第八話
フラッシュバックは、予告なく来る。
昼の外来で、患者が何気なく言った。
「先生、消えたくなることってあります?」
その瞬間、胸の奥がひりつく。
白い処置室。
妹の青ざめた顔。
心肺停止の男性の頸部。
「ありますよ」
口は自然に答える。
だが呼吸は浅い。
カルテ入力の画面が一瞬ぼやける。
——大丈夫だ。
自分に言い聞かせる。
夜勤を増やした。
眠りは浅い。
だが仕事は回っている。
同僚の看護師が声をかける。
「先生、顔色悪いですよ」
「寝不足です」
それで会話は終わる。
本当の理由は言わない。
医師が揺らいでいるなど、誰も望んでいない。
“ここにいる”側が、崩れるわけにはいかない。
だが夜になると、静けさが濃くなる。
モニター音がやけに大きい。
電話が鳴る前から、鳴る気がする。
鳴らない夜も、落ち着かない。
午前一時三十分。
今度は救急回線ではない。
ナースステーションの直通電話。
湊の心臓が強く打つ。
「はい、当直です」
数秒の沈黙。
『……消えたくなりました』
声は震えているが、はっきりしている。
宮下結衣。
湊は椅子に深く座る。
「うん」
『ちょっと、多めに飲みそうです』
背中を冷たい汗が流れる。
だが今夜は、まだ飲んでいない。
「どこにいる?」
『家です』
「何錠、出してる」
『……十錠』
前回より、少ない。
「今、手に持ってる?」
『うん』
窓、開けられる?」
沈黙。

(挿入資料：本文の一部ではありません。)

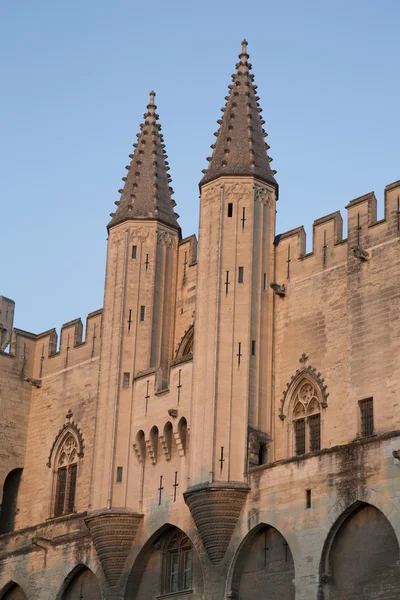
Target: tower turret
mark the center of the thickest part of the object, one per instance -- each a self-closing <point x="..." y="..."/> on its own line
<point x="137" y="329"/>
<point x="232" y="354"/>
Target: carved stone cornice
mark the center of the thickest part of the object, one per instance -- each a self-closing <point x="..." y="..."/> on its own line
<point x="215" y="508"/>
<point x="113" y="533"/>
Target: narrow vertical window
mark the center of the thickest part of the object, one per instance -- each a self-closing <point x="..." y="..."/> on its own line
<point x="263" y="454"/>
<point x="314" y="424"/>
<point x="64" y="501"/>
<point x="243" y="219"/>
<point x="239" y="354"/>
<point x="72" y="471"/>
<point x="178" y="565"/>
<point x="300" y="436"/>
<point x="367" y="417"/>
<point x="60" y="491"/>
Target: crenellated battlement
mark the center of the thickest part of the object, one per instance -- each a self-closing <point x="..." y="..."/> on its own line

がさりと音。
『開けました』
「そのまま、薬を窓の外に投げられる?」
呼吸音。
数秒。
小さな、硬いものが地面に当たる音が、受話器越しにかすかに響く。カラン、と。
湊は目を閉じる。
「よくできた」
電話口で、結衣が泣き出す。
『ほんとは、飲みたかった』
「分かってる」
『でも、練習どおりに言えました』
「聞こえた」
嗚咽が落ち着くまで待つ。
「今から来られる?」
『行きます』
「タクシーで。着いたら受付で俺の名前を出して」
『……うん』
通話が切れる。静寂。
だが今夜は違う。
電話は鳴った。
救急車ではなく、自分の意思で。
結衣が到着するまでの十五分。
湊は立ったまま、壁に手をつく。
鼓動が速い。
安堵と、別の感情が混じる。
——もし間に合わなかったら。
——もし電話が来なかったら。
頭の中で、何度も最悪の映像が再生される。
これは仕事だ。
だが、妹の姿が重なる。
守れなかったかもしれない過去と、
いま守れたかもしれない現在。
境界が曖昧になる。
扉が開き、結衣が入ってくる。
目は赤いが、歩いている。
生きている。
「先生」
「うん」
「投げました」
「見てた」
本当は見ていない。
だが確かに、聞いていた。
診察室に座らせる。
今日は保護室ではない。
処方もしない。
ただ、温かいお茶を出す。
「今の点数は」
湊が聞く。
「死にたい度、ゼロから百で」
結衣は少し考える。
「さっきまで八十」
「今は」
「四十くらい」
半分になっている。電話一本で、半分。
湊はふと、怖くなる。
自分が“装置”になっていないか。
彼女の希死念慮を下げる、夜間専用の装置。
それでも。今は、それでいいのかもしれない。
「今日は泊まる?」
「……帰ります」
「理由は」
「投げたから」
窓の外に落ちた十錠。
その音が、今夜の境界線だった。
「分かった。帰宅で」
立ち上がる結衣。
「先生」
「うん」
「参加してる感じ、ちょっと増えました」
湊は頷く。
だが胸の奥のざわつきは消えない。
救えた夜は、安堵よりも先に、
“次はどうなる”という恐怖を連れてくる。
結衣が帰ったあと、診察室で一人になる。
手がわずかに震えている。
医師であることは、鎧だ。
だが鎧の内側は、少しずつ擦れている。
夜明け前。
窓の外が白む。
電話は、もう鳴らない。
それでも湊は、受話器から手を離せずにいた。